Duas entrevistas

Scholz, afinal, não é mais nem menos do que o confiante Schröder, do que os aliados de governo com a anterior Chancelerina alemã, de todos aqueles que entregaram a Europa à dependência do gás russo. 

Duas entrevistas muito recentes me chamaram a atenção.

Uma, a do sempre jovem Henry Kissinger.

Outra a do Chanceler Olaf Scholtz.

Diz o primeiro que a Europa não deve esmagar a Rússia e que a Ucrânia deve fazer concessões territoriais.

Sensato e coerente este senhor.

Já na questão de Timor foi claro e simples. A solução óptima seria a integração na Indonésia.

Às malvas a invasão, o morticínio, a resistência.

O mundo repousaria sobre o cemitério da liberdade.

«Better red than dead» era a palavra de ordem contra a intervenção no Vietname.

Aqui seria ligeiramente diferente. A Indonésia era a campeã do anticomunismo e temia-se a influência daquela ideologia no suporte à pretendida independência.

Seguiu-se um tempo de violência convenientemente ignorada.

Até que, muitos anos e mortes depois, a verdade se impôs e os Estados Unidos se demarcaram da doutrina Kissinger.

Até que um novo país sofrido nasceu e o invasor saiu.

O que ele diz hoje é algo de meridiana clareza. 

A Rússia quis a Crimeia, muito bem, já foi.

A Rússia quis Donetsk e Lugansk, muito bem, já estávamos habituados.

A Rússia quer o Donbass, que diabo, é só mais um bocadinho.

Portanto, Kissinger não percebe a exigência e detesta o incómodo.

E, sempre que o problema se colocar, a solução será a mesma. 

A Rússia não ficará sozinha. O mundo todo a ampara e acompanha.

A Rússia não será esmagada, esmaga.

Basta dizer ao ouvido, aos espoliados, que para sossego geral se devem calar.

De outro modo, a perturbação da economia mundial, o desequilíbrio geoestratégico, a fome, a crise energética terá neles origem.

É certo que não invadiram, não destruíram, mas defenderam-se.

Aqui reside a sua culpa.

A nomenclatura do Kremlin agradece. Aquele senhor Medvedev que de vez em quando substituía Putin como

Presidente até este assegurar o poder eterno, por revisão constitucional, irá citá-lo.

Estamos conversados.

Mas eis que, minutos depois, uma outra entrevista mas captou a atenção.

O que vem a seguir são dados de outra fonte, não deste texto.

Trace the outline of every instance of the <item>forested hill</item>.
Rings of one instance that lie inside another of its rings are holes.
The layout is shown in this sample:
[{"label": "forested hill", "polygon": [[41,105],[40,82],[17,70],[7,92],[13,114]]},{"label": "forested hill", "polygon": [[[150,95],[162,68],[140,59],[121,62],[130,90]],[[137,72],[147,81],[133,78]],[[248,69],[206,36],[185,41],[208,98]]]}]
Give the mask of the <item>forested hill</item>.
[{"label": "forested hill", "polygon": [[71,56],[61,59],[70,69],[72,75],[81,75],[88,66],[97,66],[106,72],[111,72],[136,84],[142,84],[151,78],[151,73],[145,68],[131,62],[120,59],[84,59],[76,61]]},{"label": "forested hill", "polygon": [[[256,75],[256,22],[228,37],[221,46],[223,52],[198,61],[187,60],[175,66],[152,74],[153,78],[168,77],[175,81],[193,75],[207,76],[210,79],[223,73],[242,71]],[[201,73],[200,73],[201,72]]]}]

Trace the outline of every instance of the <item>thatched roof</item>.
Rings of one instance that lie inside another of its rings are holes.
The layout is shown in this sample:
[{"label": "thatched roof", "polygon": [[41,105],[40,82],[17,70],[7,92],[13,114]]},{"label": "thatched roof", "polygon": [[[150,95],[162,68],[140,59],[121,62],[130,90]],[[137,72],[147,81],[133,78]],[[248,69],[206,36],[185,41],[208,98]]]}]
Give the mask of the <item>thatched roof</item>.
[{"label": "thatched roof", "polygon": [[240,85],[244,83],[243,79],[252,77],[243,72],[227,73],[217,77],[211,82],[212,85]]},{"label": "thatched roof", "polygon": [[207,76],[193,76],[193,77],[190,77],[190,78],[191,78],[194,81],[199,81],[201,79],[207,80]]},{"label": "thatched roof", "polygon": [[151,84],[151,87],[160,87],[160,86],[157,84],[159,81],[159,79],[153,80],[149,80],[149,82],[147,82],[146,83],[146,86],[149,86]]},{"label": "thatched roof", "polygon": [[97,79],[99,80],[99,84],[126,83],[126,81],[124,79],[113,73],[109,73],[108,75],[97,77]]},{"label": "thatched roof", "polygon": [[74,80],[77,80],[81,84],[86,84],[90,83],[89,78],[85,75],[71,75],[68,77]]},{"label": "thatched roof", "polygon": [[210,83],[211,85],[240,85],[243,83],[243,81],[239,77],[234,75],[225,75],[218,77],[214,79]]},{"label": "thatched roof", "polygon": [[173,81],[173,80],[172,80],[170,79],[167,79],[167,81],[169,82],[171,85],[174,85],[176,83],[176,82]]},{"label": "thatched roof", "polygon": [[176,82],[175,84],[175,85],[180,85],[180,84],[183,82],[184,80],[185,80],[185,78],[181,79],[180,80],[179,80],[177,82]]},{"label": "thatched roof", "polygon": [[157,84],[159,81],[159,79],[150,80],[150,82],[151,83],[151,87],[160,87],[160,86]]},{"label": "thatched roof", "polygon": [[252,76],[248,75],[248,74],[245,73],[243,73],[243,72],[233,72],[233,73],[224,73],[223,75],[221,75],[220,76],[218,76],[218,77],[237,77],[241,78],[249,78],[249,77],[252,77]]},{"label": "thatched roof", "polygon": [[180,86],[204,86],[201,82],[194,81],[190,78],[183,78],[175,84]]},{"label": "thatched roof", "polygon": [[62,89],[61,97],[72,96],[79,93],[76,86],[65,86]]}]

Scholz esclarece que não será tão estúpido como o Kaiser que foi arrastado para a guerra.

E diz mais.

No extremo da prudência acrescenta que irá, calmamente, esperar pelo momento em que Putin declare ter atingido os seus objetivos.

Nessa altura haverá condições para a paz.

O deserto das cidades destruídas da Ucrânia, a imensidão do território ocupado, a acumulação das valas comuns, a tragédia dos deslocados em fuga, constituirão o cenário do fim da guerra.

Scholz, afinal, não é mais nem menos do que o confiante Schröder, do que os aliados de governo com a anterior Chancelerina alemã, de todos aqueles que entregaram a Europa à dependência do gás russo. 

É paciente, Scholtz..

Talvez possa acontecer mais depressa se os ucranianos não forem apoiados, se não puderem anular a frota russa, se não conseguirem responder ao ataque destruidor.

Eu sei que todos nós sofremos com esta situação, com a perda de rendimentos, com o aumento dos preços, com a alta das taxas de juro, com a escassez de bens.

Eu sei que a Alemanha tem sido muito boa para a Europa e que nunca esqueceremos estes anos faustos.

Eu sei que lhe custam os sacrifícios que está em vias de fazer.

A nós também. 

Esperamos muito dela.

Um golpe de génio que consiga salvar um país, libertar um povo e terminar com a guerra.

Um pouco mais de coragem, talvez.

E a recordação da alegria imensa da reunificação alemã e de quanto contribuímos para ela.